2/  Paire de vases pour les offrandes de nourriture dui. Couvercle pouvant former une coupe. Bronze - 31,4 cm. Dynastie des Zhou occidentaux. Période des Royaumes combattants, Ve s. av. notre ère. Crédit photographique : Vincent Girier-Dufournier.
3/  Vase zoomorphe pour boissons fermentées gong. Bronze - H. 16,5 cm. Dynastie Shang. Période d’Anyang - XIIe s. av. notre ère. Crédit photographique : Vincent Girier-Dufournier.

 


Texte de Sylvain Silleran, rédacteur pour FranceFineArt

 

Les bronzes rituels de la collection Meiyintang couvrent deux mille ans de l'histoire de la Chine. Servant d'abord aux rites religieux au service de l'empereur, lien entre le ciel et la terre, ces objets vont voir leur variété et leurs usages se développer au fil du temps pour exprimer les fastes de la cour. Si l'histoire de la Chine ancienne est le fil conducteur de l'exposition, le choix scénographique est de présenter ces bronzes comme des bijoux afin de souligner leur beauté intemporelle. La lumière fait éclater la large palette des verts, ocres, oranges, bleus du bronze oxydé et la surface vibre, passant d'un aspect lisse à des textures rugueuses.

Les pièces les plus anciennes ont des formes simples, leurs éléments sont assemblés (corps, bec, pieds) et sont ornées d'une ou deux frises. Elles posent, plus de mille ans avant notre ère, les bases d'un style : proportions des courbes, trois pieds, bec verseur... style qui va s'enrichir avec la maitrise progressive de la métallurgie par les artisans chinois.

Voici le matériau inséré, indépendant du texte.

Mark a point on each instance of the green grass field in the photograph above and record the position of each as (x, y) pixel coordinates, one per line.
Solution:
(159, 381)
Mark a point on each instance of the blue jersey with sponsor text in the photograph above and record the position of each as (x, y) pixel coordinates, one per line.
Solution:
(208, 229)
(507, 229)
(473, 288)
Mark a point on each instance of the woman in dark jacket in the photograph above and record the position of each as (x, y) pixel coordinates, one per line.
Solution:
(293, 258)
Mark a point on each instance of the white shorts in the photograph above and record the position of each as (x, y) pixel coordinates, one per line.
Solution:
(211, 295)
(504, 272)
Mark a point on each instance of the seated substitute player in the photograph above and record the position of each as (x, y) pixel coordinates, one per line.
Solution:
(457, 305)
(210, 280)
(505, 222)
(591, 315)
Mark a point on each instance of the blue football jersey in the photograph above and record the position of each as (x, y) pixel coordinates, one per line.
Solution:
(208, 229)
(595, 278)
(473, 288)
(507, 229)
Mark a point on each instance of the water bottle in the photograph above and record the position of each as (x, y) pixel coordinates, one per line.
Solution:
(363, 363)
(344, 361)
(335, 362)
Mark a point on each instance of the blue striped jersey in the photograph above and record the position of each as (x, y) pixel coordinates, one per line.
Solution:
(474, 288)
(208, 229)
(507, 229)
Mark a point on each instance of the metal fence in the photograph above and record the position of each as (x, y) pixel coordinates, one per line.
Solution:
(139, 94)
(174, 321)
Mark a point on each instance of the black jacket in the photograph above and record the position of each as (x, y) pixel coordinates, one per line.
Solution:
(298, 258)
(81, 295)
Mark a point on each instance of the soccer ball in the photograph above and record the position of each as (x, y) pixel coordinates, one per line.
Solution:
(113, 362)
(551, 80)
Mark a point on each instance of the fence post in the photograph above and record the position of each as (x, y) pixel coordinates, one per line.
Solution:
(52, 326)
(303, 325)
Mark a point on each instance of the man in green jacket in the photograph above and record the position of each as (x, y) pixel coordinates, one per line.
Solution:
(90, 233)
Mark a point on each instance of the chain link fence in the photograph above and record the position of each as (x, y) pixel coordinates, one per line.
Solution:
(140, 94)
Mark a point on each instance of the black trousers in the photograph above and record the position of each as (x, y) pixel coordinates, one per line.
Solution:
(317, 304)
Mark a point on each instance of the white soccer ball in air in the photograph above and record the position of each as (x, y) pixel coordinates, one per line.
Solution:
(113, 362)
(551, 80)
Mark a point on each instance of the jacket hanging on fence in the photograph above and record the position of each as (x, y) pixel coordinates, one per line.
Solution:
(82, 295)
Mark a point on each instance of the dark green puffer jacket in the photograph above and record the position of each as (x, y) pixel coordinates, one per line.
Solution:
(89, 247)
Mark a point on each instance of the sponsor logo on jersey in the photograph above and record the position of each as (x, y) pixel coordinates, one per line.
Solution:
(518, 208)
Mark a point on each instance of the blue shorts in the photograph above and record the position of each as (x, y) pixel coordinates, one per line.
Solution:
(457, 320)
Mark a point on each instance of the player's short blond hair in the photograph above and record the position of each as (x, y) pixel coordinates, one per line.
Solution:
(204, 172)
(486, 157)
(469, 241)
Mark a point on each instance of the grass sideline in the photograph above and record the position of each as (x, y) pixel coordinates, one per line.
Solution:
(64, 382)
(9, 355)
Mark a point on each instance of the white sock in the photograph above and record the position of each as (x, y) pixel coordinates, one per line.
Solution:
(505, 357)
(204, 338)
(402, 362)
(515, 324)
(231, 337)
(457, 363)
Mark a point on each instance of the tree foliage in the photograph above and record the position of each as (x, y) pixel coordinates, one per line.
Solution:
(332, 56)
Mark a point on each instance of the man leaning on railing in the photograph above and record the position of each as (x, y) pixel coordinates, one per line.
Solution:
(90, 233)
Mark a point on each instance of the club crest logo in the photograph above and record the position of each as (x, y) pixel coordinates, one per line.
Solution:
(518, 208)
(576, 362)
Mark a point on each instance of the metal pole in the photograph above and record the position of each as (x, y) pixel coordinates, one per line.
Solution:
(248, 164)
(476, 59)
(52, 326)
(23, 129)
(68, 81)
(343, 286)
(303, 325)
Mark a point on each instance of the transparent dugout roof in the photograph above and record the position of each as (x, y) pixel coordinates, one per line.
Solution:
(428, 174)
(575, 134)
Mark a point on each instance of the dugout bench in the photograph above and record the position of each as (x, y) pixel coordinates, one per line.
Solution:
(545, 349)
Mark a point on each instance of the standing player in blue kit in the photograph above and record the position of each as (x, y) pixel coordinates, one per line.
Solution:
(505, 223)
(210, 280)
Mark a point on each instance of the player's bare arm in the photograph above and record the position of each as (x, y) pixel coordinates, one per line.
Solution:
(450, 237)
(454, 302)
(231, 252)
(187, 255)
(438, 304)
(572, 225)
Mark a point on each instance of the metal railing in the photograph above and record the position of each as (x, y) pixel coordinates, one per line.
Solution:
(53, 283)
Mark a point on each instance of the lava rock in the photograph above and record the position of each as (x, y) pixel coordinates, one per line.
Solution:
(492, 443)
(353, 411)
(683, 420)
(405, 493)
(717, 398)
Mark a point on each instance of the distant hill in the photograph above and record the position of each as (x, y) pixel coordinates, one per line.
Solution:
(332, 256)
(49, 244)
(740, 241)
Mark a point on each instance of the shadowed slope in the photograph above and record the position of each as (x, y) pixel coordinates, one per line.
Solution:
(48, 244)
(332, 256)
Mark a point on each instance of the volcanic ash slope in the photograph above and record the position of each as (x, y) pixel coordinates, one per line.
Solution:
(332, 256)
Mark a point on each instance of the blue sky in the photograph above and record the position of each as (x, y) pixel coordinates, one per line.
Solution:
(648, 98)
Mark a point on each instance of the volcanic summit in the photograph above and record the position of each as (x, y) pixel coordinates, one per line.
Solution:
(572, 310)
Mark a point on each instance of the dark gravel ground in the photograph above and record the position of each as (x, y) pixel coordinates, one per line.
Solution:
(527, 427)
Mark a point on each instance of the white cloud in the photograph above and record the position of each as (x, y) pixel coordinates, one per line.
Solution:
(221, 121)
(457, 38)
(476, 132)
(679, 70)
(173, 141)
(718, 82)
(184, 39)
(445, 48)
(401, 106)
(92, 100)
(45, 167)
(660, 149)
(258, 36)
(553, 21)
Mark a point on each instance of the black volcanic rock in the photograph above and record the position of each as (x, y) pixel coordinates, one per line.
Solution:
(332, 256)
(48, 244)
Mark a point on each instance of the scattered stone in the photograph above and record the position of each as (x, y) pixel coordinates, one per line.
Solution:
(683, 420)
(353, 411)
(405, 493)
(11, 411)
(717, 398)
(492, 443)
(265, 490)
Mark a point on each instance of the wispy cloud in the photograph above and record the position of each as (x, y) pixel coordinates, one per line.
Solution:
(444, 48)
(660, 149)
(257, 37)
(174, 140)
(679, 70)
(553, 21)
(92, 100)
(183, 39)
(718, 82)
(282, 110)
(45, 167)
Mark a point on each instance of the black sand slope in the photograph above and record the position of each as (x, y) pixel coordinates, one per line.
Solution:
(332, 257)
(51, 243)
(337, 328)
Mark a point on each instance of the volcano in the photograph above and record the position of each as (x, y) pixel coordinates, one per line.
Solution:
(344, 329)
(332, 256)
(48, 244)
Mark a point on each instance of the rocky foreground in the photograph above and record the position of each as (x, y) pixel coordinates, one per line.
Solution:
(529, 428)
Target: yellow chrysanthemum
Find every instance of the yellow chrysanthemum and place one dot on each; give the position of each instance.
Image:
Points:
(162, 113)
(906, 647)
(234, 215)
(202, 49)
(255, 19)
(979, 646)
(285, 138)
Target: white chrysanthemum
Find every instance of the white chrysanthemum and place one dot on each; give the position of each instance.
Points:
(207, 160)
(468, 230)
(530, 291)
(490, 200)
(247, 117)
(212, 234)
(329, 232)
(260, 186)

Les époques suivantes voient un perfectionnement de l'artisanat, les vases sont formés d'un seul tenant et sont entièrement recouverts de motifs. D'un aspect abstrait au premier regard, ce sont des évocations stylisées d'animaux, serpents, tigres ou oiseaux. L'ornementation atteint un grand raffinement, les vides dans les motifs sont remplis d'un deuxième niveau de décoration aux détails d'une grande finesse.

Le dessin devient volume, les anses ou le bec verseur reproduisant des têtes animales, voire le vase lui-même prenant une forme de taureau ou d'oiseau. Au premier millénaire de notre ère, le bronze s'est enrichi de pierres précieuses et d'argent. Les objets présentés sont affranchis des rituels religieux. Masques, clés d'instruments de musique, poids, lampes, coffrets ont gardé cette richesse dans leur dessin, ce lien graphique avec la cosmologie, mais sont des ornements de la vie à la cour des empereurs.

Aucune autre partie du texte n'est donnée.